Abstract Body

Several clinical trials have shown comparable SVR rates in the treatment of acute hepatitis C (AHC) coinfection with direct acting antivirals (DAA) compared with chronic hepatitis C (HCV) coinfection. In addition, data from modelling and real life cohorts have shown a reduction in AHC incidence when DAA are used to treat acute HCV coinfection. However, with no DAA currently being licensed for the treatment of AHC and with the high drug prices the question becomes eminent which patients will resolve their AHC infection spontaneously and which patients should be offered timely treatment. Here we evaluate rates of spontaneous clearance of acute HCV coinfection in a large European cohort.

The PROBE-C study is an observational European cohort on AHC in HIV coinfection. Between 2007 and 2016 465 AHC episodes were documented in HIV-infected patients with at least 12 months of follow-up from Austria, Denmark, France, Germany, Great Britain and Spain. Fisher’s exact, chi-square and Mann-Whitney U test were used for statistical analysis.

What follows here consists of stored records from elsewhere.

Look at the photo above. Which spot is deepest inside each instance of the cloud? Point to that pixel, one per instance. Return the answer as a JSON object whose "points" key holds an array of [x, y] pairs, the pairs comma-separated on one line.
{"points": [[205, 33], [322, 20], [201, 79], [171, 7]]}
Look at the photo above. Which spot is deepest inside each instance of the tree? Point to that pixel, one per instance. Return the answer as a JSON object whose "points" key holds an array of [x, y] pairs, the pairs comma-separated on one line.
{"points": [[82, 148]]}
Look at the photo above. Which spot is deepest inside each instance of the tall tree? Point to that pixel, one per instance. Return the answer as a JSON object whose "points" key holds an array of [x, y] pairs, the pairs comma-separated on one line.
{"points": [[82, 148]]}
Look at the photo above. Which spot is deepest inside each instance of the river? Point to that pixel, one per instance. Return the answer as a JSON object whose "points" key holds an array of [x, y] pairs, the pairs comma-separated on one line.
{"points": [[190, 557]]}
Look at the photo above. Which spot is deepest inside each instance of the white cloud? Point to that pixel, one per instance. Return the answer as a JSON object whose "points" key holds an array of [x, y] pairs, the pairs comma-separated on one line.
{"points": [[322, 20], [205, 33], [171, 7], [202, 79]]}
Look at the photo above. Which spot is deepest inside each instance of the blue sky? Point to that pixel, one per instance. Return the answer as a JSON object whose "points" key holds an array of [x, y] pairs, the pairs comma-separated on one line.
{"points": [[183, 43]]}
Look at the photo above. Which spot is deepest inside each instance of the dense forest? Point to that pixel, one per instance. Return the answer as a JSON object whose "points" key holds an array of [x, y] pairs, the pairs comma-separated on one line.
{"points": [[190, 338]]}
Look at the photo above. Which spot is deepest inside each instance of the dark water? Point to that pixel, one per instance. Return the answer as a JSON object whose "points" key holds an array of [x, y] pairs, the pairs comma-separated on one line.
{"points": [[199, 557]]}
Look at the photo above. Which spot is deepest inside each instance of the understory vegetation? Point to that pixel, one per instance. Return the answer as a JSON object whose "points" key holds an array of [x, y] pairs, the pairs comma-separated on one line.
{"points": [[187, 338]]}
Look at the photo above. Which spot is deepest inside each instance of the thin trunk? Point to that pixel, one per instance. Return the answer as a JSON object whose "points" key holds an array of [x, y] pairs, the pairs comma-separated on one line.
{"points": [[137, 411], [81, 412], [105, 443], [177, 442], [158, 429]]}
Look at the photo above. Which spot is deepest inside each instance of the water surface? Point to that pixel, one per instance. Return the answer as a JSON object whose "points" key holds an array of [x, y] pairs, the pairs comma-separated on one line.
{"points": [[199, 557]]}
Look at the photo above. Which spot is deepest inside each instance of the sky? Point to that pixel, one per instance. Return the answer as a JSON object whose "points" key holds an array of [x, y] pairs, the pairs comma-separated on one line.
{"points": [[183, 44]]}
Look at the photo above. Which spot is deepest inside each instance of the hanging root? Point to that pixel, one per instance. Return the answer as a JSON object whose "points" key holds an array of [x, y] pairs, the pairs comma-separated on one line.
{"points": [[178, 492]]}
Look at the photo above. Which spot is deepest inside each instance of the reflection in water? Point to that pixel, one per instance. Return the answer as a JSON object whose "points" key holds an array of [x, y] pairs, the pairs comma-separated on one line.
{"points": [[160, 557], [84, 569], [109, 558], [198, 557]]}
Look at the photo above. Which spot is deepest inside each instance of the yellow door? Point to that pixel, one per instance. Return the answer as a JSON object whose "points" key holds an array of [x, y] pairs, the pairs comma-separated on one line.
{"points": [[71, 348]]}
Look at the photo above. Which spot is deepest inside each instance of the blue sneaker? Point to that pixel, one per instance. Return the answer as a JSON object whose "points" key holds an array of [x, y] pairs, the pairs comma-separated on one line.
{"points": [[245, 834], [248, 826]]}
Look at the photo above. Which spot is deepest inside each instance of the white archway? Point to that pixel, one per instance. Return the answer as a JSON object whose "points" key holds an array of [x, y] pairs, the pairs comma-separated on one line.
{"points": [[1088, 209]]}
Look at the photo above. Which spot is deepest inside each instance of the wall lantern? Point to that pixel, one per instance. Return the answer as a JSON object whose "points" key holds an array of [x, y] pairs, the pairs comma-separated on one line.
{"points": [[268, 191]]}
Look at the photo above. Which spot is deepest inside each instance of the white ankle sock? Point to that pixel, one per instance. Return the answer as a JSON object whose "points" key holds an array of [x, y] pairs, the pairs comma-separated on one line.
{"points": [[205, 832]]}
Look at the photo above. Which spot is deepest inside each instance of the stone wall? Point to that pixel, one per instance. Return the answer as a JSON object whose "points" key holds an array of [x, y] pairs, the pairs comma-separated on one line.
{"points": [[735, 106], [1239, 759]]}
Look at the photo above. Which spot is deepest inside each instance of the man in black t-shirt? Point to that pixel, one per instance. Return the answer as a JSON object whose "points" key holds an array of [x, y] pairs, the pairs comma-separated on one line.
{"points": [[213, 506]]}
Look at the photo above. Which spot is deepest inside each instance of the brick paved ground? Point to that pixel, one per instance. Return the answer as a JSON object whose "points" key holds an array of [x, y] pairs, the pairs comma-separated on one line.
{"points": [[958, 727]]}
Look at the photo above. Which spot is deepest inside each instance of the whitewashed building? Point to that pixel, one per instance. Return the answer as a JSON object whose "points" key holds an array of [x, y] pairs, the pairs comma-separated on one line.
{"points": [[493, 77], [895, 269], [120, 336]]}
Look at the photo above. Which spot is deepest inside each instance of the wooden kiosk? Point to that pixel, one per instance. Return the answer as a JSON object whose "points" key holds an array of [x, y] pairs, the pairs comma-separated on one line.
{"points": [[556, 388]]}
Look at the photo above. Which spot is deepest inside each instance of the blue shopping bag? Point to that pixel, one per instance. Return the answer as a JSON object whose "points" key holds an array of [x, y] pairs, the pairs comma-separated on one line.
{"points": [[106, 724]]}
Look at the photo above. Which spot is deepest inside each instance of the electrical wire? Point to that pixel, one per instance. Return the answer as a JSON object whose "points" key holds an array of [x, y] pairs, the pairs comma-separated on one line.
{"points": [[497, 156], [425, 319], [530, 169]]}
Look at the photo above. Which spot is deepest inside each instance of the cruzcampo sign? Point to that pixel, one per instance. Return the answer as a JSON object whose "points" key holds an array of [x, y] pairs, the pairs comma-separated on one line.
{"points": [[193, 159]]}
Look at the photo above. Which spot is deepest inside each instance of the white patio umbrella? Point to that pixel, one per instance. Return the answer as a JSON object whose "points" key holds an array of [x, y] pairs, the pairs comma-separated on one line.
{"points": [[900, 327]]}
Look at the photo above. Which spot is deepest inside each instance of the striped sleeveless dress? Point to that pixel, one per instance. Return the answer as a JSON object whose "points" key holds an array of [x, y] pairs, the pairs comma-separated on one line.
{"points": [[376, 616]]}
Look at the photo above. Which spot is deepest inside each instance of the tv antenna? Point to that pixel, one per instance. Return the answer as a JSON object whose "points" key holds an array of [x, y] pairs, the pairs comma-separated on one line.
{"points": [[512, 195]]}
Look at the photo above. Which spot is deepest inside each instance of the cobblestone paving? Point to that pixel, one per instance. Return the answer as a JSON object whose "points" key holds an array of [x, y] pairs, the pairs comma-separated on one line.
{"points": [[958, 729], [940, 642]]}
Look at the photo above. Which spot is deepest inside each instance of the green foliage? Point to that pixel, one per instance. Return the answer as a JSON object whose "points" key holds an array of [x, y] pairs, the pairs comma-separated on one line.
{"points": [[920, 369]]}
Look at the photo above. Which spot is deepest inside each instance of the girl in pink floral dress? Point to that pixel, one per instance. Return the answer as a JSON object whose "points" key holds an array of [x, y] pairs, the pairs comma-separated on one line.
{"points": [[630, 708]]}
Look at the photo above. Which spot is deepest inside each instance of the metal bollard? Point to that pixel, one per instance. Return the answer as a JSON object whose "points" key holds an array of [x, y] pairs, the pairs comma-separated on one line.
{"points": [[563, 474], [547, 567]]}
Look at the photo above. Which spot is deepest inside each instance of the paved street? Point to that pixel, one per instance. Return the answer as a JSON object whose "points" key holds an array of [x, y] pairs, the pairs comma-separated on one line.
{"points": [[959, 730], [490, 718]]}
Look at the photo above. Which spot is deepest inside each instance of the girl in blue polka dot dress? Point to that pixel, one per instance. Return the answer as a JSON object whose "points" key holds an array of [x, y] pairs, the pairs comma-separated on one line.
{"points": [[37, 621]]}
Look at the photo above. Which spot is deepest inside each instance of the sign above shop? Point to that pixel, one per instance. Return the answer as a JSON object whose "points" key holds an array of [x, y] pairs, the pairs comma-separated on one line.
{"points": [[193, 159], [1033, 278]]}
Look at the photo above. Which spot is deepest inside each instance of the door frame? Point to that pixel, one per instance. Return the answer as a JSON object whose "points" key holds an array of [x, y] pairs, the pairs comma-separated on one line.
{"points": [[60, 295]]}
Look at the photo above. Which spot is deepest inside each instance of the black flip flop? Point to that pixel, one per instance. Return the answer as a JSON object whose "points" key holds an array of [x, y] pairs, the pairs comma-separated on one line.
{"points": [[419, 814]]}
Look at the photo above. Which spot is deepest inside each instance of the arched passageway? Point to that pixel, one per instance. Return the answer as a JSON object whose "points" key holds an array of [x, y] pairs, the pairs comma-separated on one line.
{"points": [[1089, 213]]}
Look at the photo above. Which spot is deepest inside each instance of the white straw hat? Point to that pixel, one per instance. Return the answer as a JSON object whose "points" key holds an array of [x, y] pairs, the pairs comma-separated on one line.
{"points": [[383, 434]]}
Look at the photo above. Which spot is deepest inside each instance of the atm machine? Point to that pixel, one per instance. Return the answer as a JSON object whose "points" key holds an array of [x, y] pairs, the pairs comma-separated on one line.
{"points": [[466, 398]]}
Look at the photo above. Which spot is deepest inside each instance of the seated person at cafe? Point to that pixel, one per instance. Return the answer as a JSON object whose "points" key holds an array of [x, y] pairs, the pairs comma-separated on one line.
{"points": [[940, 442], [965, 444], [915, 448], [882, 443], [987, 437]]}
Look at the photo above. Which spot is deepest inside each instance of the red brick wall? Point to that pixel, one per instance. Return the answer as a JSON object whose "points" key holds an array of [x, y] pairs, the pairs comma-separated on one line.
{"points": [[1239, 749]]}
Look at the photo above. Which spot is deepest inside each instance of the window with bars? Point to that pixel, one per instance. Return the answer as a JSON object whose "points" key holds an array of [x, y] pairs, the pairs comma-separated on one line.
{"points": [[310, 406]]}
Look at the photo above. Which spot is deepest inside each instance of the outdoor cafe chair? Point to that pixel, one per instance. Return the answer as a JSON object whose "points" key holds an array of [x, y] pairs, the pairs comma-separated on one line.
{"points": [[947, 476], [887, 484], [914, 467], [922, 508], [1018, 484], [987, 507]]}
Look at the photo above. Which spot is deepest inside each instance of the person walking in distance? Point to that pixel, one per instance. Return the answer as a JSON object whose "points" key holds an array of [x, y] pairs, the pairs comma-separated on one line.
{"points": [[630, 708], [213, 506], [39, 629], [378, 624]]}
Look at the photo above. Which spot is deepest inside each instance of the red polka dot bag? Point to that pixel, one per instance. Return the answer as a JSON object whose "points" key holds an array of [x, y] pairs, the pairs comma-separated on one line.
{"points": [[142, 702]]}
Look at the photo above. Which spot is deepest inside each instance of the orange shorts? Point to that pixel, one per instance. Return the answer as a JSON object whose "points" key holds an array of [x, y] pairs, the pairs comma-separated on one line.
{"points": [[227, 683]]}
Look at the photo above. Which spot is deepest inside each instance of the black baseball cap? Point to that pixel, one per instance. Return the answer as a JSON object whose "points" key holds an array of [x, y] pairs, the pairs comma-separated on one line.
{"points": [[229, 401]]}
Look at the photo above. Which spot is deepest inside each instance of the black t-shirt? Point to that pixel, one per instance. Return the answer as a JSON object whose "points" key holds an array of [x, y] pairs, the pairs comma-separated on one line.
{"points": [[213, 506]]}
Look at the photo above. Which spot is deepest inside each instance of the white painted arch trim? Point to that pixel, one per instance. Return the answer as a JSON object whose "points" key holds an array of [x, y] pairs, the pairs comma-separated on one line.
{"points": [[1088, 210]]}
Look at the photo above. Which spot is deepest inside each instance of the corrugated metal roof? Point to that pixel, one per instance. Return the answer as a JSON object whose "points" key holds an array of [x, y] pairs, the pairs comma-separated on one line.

457/465 (98%) patients were male, median age was 41 years (IQR 38-46). Main routes of HCV transmission were MSM (98.9%) and IVDU (1.1%). 78.3% of patients were infected with HCV genotype (GT) 1, 2.6% with GT3 and 18.6% with GT4. Median baseline HCV-RNA was 230,000 IU/mL (135,000-474,432) and median CD4+ T cell count 574 cells/µL (547-604). 92% of all patients received cART, 91% had baseline suppressed HIV-RNA (<200 copies/mL). Median maximum ALT was 445 U/l (402-522). Overall, in 55/465 (11.8%) AHC resolved spontaneously. In 325/465 (69.9%) treatment was initiated within 48 weeks of AHC diagnosis, in 61 cases with interferon-free DAA regimen 24 weeks after acute HCV diagnosis. SVR rate was 75.7%. 51/465 (11%) patients were HCV reinfected. 85/465 (18.3%) developed chronic HCV infection. There was no statistically significant association between spontaneous clearance and HCV transmission risk, HCV GT, HCV RNA levels nor baseline ALT or HIV parameters.

Spontaneous clearance of acute HCV infection in the setting of HIV coinfection is a rare event. Almost 90% of acutely infected patients face a chronic course. Therefore treatment initiation needs to be considered early on to prevent onward transmission to sex partners. As a result DAA drug labels as well as clinical guidelines need to be amended to allow usage of DAA during the acute phase of HCV infection in a high-risk population.